FORTE DI UN MBA ALLA SDA BOCCONI, HA ABBANDONATO IL SUO POSTO DI MANAGER BANCARIO A OSLO PER ACQUISIRE L'AZIENDA VITIVINICOLA NERVI DI GATTINARA E L'HA GUIDATA ALLA CONQUISTA DEI MERCATI ESTERI

Il norvegese Erling Astrup (nella foto di Matteo Tosi) ha degustato per la prima volta un vino Nervi nel 1995, mentre si trovava a Milano per frequentare il Master of Business Administration di SDA Bocconi. Non poteva immaginare che sedici anni dopo avrebbe lasciato l’incarico di Head of Corporate Finance presso la sede di Oslo della banca Seb per rilevare quell’azienda vitivinicola, che dal 1906 ha sede a Gattinara (VC) e possiede vigneti coltivati da ottocento anni. “Era in concordato preventivo. Il vino era ottimo, le competenze c’erano, mancava una rete distributiva”.
 
L’amministratore delegato norvegese – anzi “nervigese”, come ama chiamarsi scherzosamente – ha ristrutturato l’azienda aprendo al mercato estero, che ora assicura il 75% delle vendite, ma ha dovuto scontrarsi con una serie di ostacoli tutti italiani. “Il primo è il costo del lavoro incredibilmente alto.
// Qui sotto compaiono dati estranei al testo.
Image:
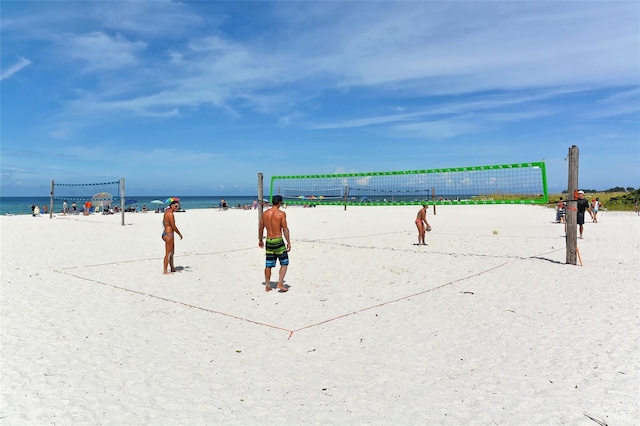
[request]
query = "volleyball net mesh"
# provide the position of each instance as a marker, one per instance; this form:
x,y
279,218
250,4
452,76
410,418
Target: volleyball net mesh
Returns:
x,y
100,195
523,183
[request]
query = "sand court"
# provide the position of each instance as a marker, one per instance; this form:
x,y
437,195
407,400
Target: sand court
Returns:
x,y
474,328
331,274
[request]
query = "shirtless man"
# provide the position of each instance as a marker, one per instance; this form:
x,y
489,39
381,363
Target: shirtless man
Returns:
x,y
169,223
421,222
275,220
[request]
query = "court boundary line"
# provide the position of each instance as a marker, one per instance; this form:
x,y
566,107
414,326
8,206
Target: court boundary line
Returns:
x,y
309,326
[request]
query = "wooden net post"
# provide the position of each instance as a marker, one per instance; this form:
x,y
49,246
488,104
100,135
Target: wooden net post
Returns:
x,y
571,216
260,197
51,200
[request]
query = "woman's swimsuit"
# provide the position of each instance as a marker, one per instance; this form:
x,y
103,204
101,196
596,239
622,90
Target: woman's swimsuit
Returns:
x,y
165,233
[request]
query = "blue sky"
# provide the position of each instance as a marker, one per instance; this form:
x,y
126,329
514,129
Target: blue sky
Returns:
x,y
196,98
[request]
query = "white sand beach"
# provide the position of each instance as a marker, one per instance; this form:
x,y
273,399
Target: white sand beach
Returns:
x,y
475,328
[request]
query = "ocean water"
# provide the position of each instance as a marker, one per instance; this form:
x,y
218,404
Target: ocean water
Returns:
x,y
22,205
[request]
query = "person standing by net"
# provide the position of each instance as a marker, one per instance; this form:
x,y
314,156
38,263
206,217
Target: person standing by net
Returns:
x,y
170,228
422,224
582,205
275,220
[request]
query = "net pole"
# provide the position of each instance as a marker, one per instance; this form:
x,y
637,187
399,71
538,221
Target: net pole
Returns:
x,y
260,197
121,199
571,216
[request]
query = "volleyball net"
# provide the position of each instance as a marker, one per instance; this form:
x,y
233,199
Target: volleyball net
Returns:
x,y
92,197
522,183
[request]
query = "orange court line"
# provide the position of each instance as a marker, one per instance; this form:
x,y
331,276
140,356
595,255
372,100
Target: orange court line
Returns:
x,y
189,305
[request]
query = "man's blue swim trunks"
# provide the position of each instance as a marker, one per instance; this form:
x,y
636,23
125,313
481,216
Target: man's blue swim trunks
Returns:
x,y
275,249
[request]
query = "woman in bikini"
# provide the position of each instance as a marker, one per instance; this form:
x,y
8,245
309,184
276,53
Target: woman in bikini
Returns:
x,y
169,223
422,224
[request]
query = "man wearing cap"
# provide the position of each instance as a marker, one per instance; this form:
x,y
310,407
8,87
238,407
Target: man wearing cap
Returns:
x,y
582,206
275,220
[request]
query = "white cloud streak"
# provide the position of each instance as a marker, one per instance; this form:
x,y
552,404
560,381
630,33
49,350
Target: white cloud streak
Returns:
x,y
22,63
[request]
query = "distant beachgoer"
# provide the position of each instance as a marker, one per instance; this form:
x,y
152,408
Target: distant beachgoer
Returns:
x,y
422,224
582,206
595,206
169,223
275,221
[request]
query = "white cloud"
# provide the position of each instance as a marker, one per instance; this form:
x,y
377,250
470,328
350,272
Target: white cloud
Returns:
x,y
103,52
22,62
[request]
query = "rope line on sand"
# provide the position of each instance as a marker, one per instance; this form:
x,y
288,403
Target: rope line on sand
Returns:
x,y
189,305
156,258
291,332
493,268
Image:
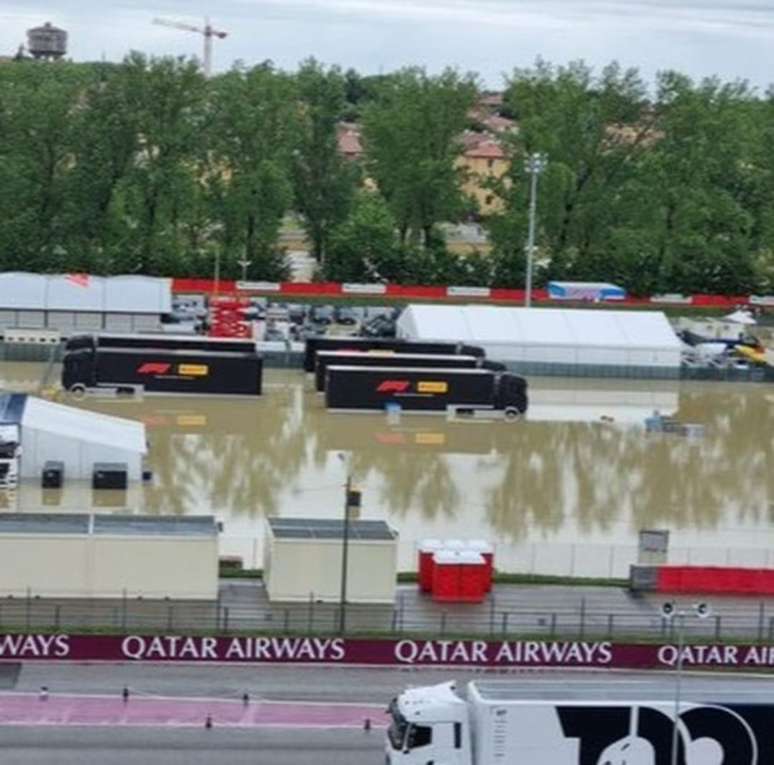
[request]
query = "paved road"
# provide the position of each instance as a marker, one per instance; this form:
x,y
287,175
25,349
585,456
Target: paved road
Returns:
x,y
143,746
356,685
268,746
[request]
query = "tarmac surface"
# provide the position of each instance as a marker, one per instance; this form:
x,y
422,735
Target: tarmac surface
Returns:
x,y
294,715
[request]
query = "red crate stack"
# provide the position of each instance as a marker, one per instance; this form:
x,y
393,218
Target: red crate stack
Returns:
x,y
228,319
459,577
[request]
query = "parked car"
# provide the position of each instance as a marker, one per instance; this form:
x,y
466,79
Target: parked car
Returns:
x,y
297,313
343,314
321,314
277,312
379,326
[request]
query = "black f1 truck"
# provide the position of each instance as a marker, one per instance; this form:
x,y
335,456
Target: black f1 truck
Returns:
x,y
172,342
380,358
162,370
464,392
362,344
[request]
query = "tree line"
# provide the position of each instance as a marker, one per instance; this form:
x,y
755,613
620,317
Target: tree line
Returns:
x,y
146,167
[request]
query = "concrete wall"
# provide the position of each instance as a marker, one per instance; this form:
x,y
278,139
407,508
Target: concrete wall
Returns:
x,y
294,569
77,566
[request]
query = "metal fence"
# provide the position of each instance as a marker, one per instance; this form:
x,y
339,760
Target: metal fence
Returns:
x,y
498,617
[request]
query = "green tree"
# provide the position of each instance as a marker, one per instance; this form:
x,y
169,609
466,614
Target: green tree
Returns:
x,y
364,248
324,180
38,139
594,130
254,127
168,97
412,133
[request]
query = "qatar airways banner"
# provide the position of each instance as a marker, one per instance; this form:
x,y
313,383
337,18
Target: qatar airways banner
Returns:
x,y
322,650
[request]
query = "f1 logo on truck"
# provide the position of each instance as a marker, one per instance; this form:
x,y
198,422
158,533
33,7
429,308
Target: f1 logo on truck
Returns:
x,y
153,368
403,386
639,735
394,386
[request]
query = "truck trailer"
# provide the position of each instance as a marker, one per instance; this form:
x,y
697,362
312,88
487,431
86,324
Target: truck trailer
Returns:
x,y
362,344
498,723
172,342
378,358
162,370
462,392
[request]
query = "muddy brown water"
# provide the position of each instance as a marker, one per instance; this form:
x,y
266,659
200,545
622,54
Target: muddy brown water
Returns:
x,y
565,491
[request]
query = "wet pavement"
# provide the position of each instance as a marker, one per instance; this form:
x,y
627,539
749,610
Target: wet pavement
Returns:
x,y
77,710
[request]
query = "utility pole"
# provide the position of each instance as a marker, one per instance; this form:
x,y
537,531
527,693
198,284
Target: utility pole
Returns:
x,y
534,165
207,32
351,501
216,274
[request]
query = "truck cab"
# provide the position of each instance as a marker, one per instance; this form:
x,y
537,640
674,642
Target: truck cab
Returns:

È penalizzante per un’azienda come la nostra che vende vino di qualità e ha la necessità di impiegare molte persone per lavorare il vigneto in modo sartoriale. Con un costo del lavoro paragonabile a quello di altri Paesi europei, avremmo potuto raddoppiare i dipendenti e impiantare più ettari, incrementando qualità e volume”. Il secondo ostacolo è il modo in cui sono configurate le imposte. “In quasi tutti gli altri Paesi del mondo paghi un’imposta quando hai un profitto, in Italia paghi anche se sei in perdita o stai investendo. Per uno straniero è controintuitivo e difficile da accettare. Il terzo problema è che il pubblico è un ottimo creditore, ma un pessimo debitore”. La complessità della macchina burocratica peggiora le cose. “In ufficio abbiamo quattro dipendenti. Uno e mezzo lavorano esclusivamente per interfacciarsi con la burocrazia. Il costo di conformità alle regole è altissimo. E tutto passa ancora sulla carta, roba da età della pietra. Avendo studiato per diciotto mesi a Milano sapevo di avere a che fare con un sistema difficile. Avevo considerato burocrazia e inefficienze alla stregua di costi del conto economico, ma non immaginavo fossero tanto alti”.
 
Nonostante ciò, Astrup elogia la competenza degli italiani e la loro capacità di districarsi fra regole e burocrazia: “Se un italiano ce la fa nel suo Paese, può farcela ovunque”.